Julie Brillet : J’ai l’impression que ça vient toucher à des questions d’expertise et de compétences. En fait, quand on se retrouve face à une personne qui a besoin d’aide, par exemple pour sa demande de naturalisation ou des choses comme ça, il y a vraiment cette impression, qui est tout à fait justifiée, de ne pas être compétent pour ça. En tout cas, de ce que j’entends dans les formations des bibliothécaires qui ont vraiment un profil tout à fait classique, avec une très forte expertise de l’accueil du public, des collections, de l’animation, etc., et qui ont l’habitude de vraiment très bien maîtriser leur sujet, là, en fait, le côté numérique les bouscule un peu parce qu’on ne sait jamais à l’avance ce qu’on va avoir ; en fait, on fait du vrai accompagnement, c’est-à-dire qu’on se met au même niveau que la personne, on essaye de trouver des solutions ensemble, etc. Je me souviens avoir vu déjà pas mal de bibliothécaires en formation qui se sentaient un peu bousculés, y compris dans leur expertise, donc dans leur légitimité, pour autant ils disaient bien « quand on est face à une personne dont, par exemple, les moyens de subsistance dépendent des trucs sur lesquels on va l’aider, bien sûr qu’on l’aide ! ». Les choses ont un peu changé avec les France services, le développement des conseillers numériques, etc. J’ai beaucoup fait de formations autour de l’accompagnement aux démarches administratives en bibliothèque en 2019/2020, à une époque où, vraiment, il y avait des endroits entiers où le seul lieu où il était possible de se faire aider ou d’avoir une connexion interne, dans bon nombre de lieux ruraux ou de quartiers, c’étaient les bibliothèques.

Quentin : C’est vrai que j’ai l’impression que ça marque aussi une coupure qui est celle de se dire : apprendre, se former en tant que collègues sur ces démarches-là, c’est, de fait, devenir un interlocuteur légitime pour aider les gens à ces démarches.

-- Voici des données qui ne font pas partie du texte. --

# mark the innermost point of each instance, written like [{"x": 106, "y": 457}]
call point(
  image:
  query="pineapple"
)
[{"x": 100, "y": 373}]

Je pense qu’il y a aussi quelque chose qui joue là-dessus, c’est la violence sociale qu’on peut se prendre dans la gueule quand on commence à entrer dans des démarches d’accompagnement, dans cette idée-là de poursuite logique, un peu par le numérique, de ce qui se faisait déjà. Cela questionne aussi, à mon avis, pas mal de collègues. En tout cas, de ce que j’ai pu voir autour de moi, dans mon petit microcosme, ça peut aussi passer comme le fait de se dire « non seulement je ne suis pas outillé émotionnellement pour faire face à ça au quotidien, c’est trop dur, mais en plus, maintenant, je dois aussi me heurter à cette barrière de la compétence et ça commence à devenir embêtant de me faire envoyer dans les cordes sur autant de champs différents dans une journée professionnelle.

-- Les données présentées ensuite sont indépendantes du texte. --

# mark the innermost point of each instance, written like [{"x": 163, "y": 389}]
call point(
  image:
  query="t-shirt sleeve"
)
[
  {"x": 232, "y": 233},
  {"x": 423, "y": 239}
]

Julien : C’est là où j’ai plus de doutes sur le côté cœur de métier. Même au niveau des acquisitions, il y a des fois où tu grattes un peu. Collectivement, on manque un peu de poids là-dessus. Parfois, quand tu checkes un peu les fonds des bibliothèques, tu te poses quelques questions sur la façon dont les acquisitions sont faites et tout, parce que apprendre ça, ce n’est pas si évident pour tout le monde. Quand tu passes le concours, personne ne ckecke si tu es capable, par exemple, de gérer correctement les acquisitions d’un fonds de sciences, par exemple.

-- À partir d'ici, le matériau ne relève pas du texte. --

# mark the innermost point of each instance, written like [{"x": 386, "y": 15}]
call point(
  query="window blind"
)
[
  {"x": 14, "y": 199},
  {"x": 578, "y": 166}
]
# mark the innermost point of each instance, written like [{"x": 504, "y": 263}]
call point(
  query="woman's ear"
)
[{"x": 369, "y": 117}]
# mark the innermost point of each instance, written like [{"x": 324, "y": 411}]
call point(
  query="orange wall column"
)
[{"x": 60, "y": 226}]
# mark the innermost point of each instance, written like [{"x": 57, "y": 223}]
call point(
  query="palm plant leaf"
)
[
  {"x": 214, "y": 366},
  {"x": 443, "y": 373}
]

Quentin : Déjà, on peut vraiment soigner un cancer par l’imposition de pierres sacrées, il suffit de les rechanger à la pleine lune. J’aimerais déjà qu’on se calme avec les agressions gratuites sur la médecine moderne et non capitaliste.

Julien : non, il n’y a pas d’agression. Nous vous rappelons que nous avons une méthode, sur deuxconnards.fr, qui permet de soigner tous les problèmes statutaires, de faciliter les promotions.

Quentin : Par apposition d’un podcast.

Julien : Absolument, une fois par mois, c’est relativement simple.